BEING AN UNEXPURGATED, UNABRIDGED, AND UNLIKELY HISTORY OF THE UNITED STATES FROM CHRISTOPHER COLUMBUS TO THE PRESENT FOR THOSE WHO, HAVING PERUSED A VOLUME OF HISTORY IN SCHOOL, SWORE THEY WOULD NEVER READ ANOTHER.

BY RICHARD ARMOUR, A.B., C.D., E.F.

Lavishly illustrated by Campbell Grant

MCGRAW-HILL BOOK COMPANY, INC.

IT ALL STARTED WITH COLUMBUS. Copyright, 1953, by Richard Armour.

All rights in this book are reserved. It may not be used for dramatic, motion-, or talking-picture purposes without written authorization from the holder of these rights. Nor may the book or parts thereof be reproduced in any manner whatsoever without permission in writing, except in the case of brief quotations embodied in critical articles and reviews. For information, address McGraw-Hill Book Company, Inc., 330 W. 42 St., New York 36, N. Y.
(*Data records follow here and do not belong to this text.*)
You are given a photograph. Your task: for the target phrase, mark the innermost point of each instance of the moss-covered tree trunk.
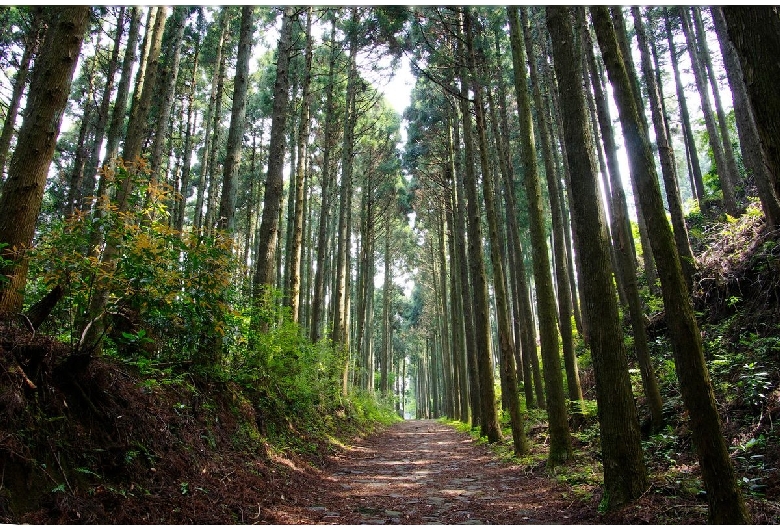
(723, 493)
(625, 476)
(265, 268)
(560, 439)
(227, 205)
(565, 310)
(716, 144)
(749, 141)
(488, 418)
(22, 194)
(665, 152)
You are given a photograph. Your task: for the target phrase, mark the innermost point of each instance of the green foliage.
(4, 262)
(175, 311)
(158, 297)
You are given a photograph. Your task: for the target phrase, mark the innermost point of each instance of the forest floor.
(426, 472)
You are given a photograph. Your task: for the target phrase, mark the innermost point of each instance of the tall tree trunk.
(647, 256)
(755, 32)
(340, 334)
(622, 242)
(693, 156)
(265, 268)
(227, 206)
(31, 43)
(732, 172)
(726, 180)
(169, 73)
(137, 125)
(105, 104)
(525, 339)
(749, 140)
(466, 289)
(303, 139)
(318, 298)
(205, 167)
(665, 153)
(489, 421)
(186, 170)
(122, 94)
(215, 125)
(625, 475)
(505, 338)
(559, 250)
(560, 439)
(723, 493)
(456, 301)
(384, 357)
(80, 159)
(22, 194)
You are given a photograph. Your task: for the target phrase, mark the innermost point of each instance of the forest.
(235, 278)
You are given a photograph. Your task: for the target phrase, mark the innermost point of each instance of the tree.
(488, 419)
(697, 182)
(716, 143)
(723, 493)
(625, 476)
(668, 168)
(563, 286)
(560, 439)
(31, 43)
(622, 237)
(227, 205)
(23, 189)
(265, 268)
(304, 126)
(755, 33)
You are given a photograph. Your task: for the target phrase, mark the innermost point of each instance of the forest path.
(424, 472)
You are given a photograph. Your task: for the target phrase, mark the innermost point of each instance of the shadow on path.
(422, 471)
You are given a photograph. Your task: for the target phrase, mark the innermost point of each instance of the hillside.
(106, 444)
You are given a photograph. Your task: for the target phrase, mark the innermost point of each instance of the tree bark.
(137, 125)
(665, 153)
(723, 493)
(698, 190)
(625, 475)
(559, 251)
(20, 81)
(22, 194)
(90, 170)
(749, 140)
(755, 32)
(318, 298)
(726, 180)
(304, 127)
(732, 172)
(265, 268)
(166, 90)
(227, 206)
(560, 439)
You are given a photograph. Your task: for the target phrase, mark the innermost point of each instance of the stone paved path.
(424, 472)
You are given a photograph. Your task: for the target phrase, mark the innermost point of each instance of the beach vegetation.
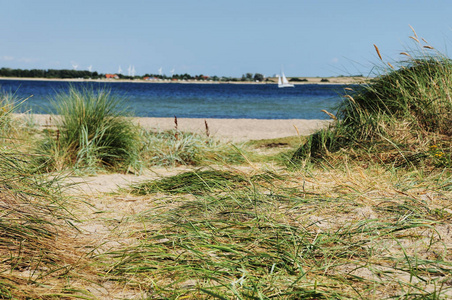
(366, 215)
(396, 117)
(92, 131)
(37, 254)
(175, 147)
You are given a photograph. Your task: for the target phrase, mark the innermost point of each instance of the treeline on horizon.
(85, 74)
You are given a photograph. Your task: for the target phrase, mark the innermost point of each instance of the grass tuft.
(92, 132)
(396, 117)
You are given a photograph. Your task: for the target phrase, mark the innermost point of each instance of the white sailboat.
(283, 82)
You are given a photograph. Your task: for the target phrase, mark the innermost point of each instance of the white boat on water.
(283, 82)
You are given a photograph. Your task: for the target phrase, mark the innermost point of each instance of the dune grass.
(371, 219)
(92, 132)
(37, 255)
(398, 117)
(174, 147)
(279, 237)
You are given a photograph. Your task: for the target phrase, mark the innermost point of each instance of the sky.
(218, 37)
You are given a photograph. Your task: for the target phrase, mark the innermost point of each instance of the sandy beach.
(234, 130)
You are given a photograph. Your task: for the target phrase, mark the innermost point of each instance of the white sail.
(283, 82)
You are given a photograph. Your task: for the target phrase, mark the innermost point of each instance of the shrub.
(92, 131)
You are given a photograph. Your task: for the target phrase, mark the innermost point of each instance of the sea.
(192, 100)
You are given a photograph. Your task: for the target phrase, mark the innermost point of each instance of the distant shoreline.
(310, 80)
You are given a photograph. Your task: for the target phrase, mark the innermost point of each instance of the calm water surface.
(249, 101)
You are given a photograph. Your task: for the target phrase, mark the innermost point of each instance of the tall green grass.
(267, 239)
(36, 251)
(397, 116)
(92, 132)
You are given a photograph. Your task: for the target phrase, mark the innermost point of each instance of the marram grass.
(396, 117)
(92, 132)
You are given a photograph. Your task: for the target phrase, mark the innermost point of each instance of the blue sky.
(211, 37)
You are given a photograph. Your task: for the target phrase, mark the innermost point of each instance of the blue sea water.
(249, 101)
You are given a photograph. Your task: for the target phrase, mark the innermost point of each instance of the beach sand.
(228, 130)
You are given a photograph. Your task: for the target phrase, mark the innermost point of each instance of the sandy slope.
(235, 130)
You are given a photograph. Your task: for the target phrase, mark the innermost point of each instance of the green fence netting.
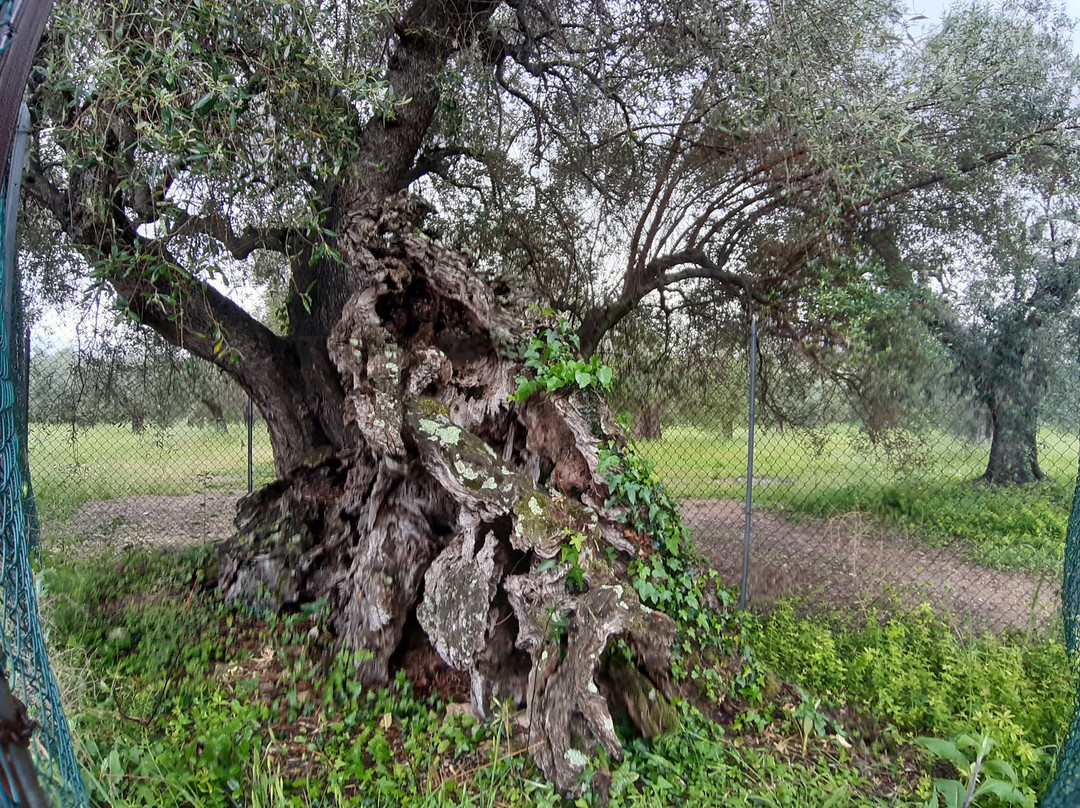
(25, 662)
(1064, 791)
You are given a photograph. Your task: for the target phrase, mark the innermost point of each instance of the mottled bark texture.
(448, 503)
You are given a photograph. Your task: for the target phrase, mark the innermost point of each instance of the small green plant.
(981, 776)
(553, 361)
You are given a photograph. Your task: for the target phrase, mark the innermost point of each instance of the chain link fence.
(133, 442)
(860, 499)
(855, 502)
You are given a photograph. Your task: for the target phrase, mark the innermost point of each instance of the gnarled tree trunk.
(445, 506)
(1014, 454)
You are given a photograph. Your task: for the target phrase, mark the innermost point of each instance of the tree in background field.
(1008, 332)
(599, 153)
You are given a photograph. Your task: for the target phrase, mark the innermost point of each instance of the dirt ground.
(853, 561)
(849, 561)
(148, 521)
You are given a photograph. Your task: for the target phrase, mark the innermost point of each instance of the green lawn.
(197, 703)
(832, 472)
(925, 486)
(105, 462)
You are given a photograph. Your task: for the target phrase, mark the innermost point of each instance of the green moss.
(430, 408)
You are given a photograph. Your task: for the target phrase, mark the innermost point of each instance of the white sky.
(57, 328)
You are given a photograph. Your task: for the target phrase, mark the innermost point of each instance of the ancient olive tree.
(601, 152)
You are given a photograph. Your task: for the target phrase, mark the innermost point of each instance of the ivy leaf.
(946, 750)
(1004, 792)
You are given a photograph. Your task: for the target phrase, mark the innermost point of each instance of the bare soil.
(852, 561)
(849, 561)
(152, 522)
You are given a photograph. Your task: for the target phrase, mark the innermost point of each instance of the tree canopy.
(406, 175)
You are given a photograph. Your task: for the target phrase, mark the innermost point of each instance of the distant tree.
(604, 151)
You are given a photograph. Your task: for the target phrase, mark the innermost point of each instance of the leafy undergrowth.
(178, 699)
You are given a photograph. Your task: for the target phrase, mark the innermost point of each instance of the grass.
(922, 486)
(180, 699)
(69, 468)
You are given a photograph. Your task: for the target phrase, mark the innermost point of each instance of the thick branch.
(657, 275)
(218, 227)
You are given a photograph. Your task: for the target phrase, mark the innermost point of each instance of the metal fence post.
(750, 460)
(251, 432)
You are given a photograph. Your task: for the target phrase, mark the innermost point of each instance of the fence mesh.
(133, 442)
(1064, 791)
(25, 659)
(852, 512)
(858, 503)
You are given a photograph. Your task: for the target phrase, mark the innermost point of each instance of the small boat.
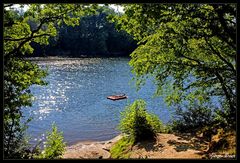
(117, 97)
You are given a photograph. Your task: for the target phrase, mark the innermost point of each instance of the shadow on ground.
(188, 141)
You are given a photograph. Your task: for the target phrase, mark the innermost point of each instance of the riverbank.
(167, 146)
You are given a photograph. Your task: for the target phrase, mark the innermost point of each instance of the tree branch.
(220, 56)
(26, 38)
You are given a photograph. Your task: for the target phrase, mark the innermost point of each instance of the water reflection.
(75, 98)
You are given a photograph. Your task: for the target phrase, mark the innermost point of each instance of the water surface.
(75, 98)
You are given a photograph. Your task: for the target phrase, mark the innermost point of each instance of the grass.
(122, 148)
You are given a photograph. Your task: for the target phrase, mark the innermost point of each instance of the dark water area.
(76, 98)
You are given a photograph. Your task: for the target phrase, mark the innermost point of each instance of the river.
(75, 98)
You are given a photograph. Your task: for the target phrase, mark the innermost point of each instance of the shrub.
(54, 145)
(193, 119)
(138, 123)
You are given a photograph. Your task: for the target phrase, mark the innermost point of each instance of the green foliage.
(55, 146)
(19, 74)
(194, 45)
(94, 36)
(138, 123)
(121, 150)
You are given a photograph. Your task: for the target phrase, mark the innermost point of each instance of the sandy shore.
(90, 149)
(167, 146)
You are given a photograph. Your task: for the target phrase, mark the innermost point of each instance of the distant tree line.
(94, 36)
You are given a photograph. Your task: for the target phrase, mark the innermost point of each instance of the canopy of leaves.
(190, 49)
(20, 74)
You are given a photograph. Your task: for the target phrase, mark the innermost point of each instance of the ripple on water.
(75, 98)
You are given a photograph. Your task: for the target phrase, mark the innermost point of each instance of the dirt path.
(166, 146)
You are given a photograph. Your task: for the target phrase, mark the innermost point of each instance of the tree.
(94, 36)
(190, 49)
(20, 74)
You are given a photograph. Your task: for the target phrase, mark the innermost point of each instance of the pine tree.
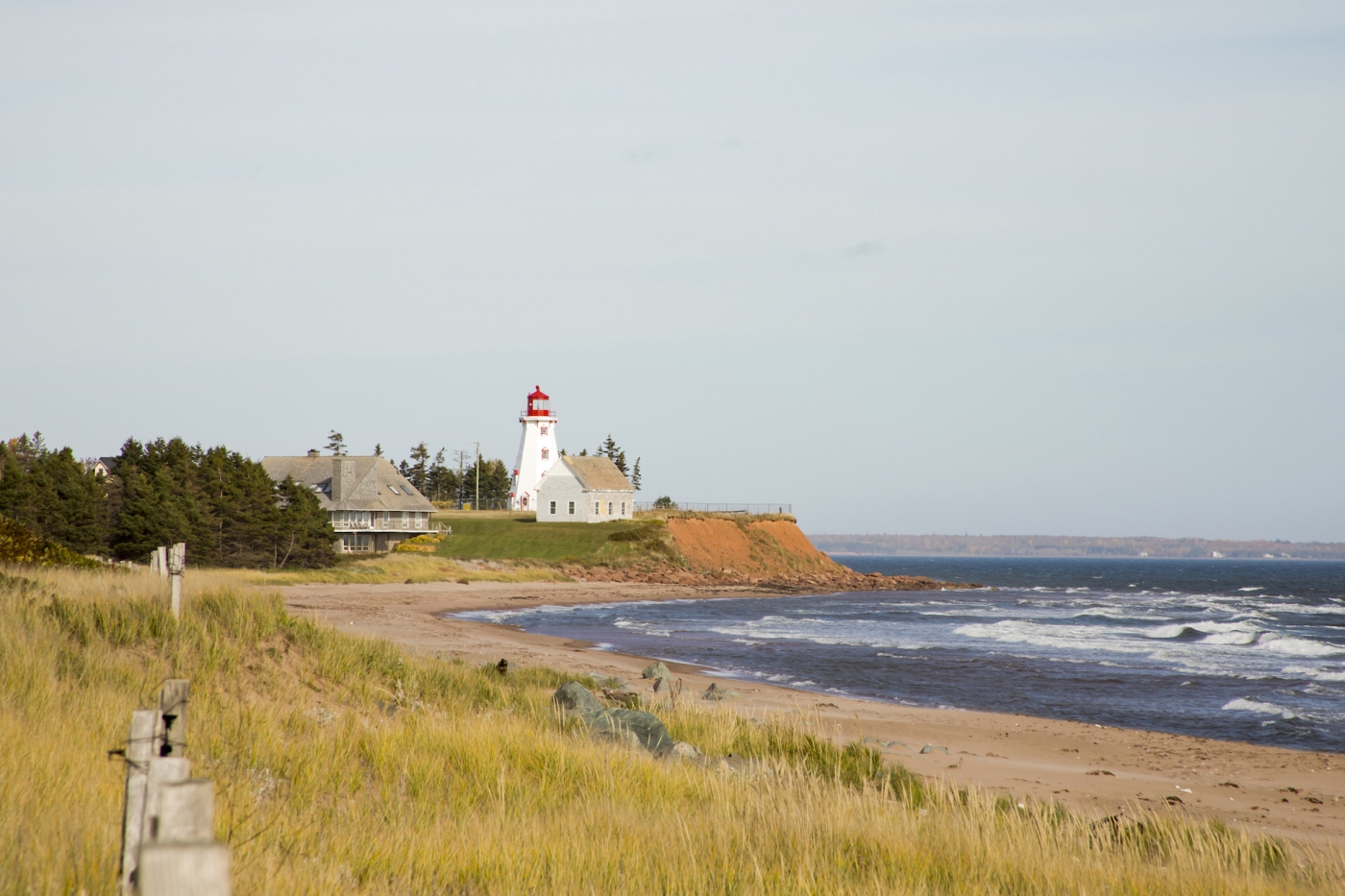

Library of Congress Catalog Card Number: 53-5181 Published by McGraw-Hill Book Company, Inc.

SIXTH PRINTING

PRINTED IN THE UNITED STATES OF AMERICA

TO WALTER CARRUTHERS SELLAR AND ROBERT JULIAN YEATMAN WHO WROTE THE WONDERFUL - photo 1

TO WALTER CARRUTHERS SELLAR AND ROBERT JULIAN YEATMAN WHO WROTE THE WONDERFUL 1066 AND ALL THAT

ACKNOWLEDGMENT.

The author wishes to thank Christopher Columbus, Captain John Smith, George Washington, and the many others who made this book possible. He is also grateful to the Red Skins, the Red Coats, the Red Badge of Courage, and the inventor of gun powder, without whom the history of our country would have been sadly lacking in bloodshed and would have made dull reading.

Nota bene: The author will appreciate assistance in eliminating, in future editions, any accurate dates or undistorted facts that may have insinuated themselves despite the most painstaking research and proofreading.

R.A.

APOLOGIA.

THE AUTHOR APOLOGIZES FOR BEING UNABLE TO AFFORD A GHOST WRITER, WHICH EXPLAINS THE LACK OF A DISTINCTIVE PROSE STYLE.

Chapter 1 THE DISCOVERY OF AMERICA.

America was founded by Columbus in 1492. This is an easy date to remember because it rhymes with ocean blue, which was the color of the Atlantic in those days. If he had sailed a year later the date would still be easy to remember because it would rhyme with boundless sea.

Columbus fled to this country because of persecution by Ferdinand and Isabella, who refused to believe the world was round, even when Columbus showed them an egg. Ferdinand later became famous because he objected to bullfights and said he preferred to smell flowers if he had to smell anything. He was stung in the end by a bee.

Before Columbus reached America, which he named after a man called American Vesuvius, he cried Ceylon! Ceylon! because he wanted to see India, which was engraved on his heart, before he died. When he arrived, he cried again. This time he cried Excelsior! meaning I have founded it. Excelsior has been widely used ever since by persons returning with chinaware from China, with indiaware from India, and with underware from Down Under.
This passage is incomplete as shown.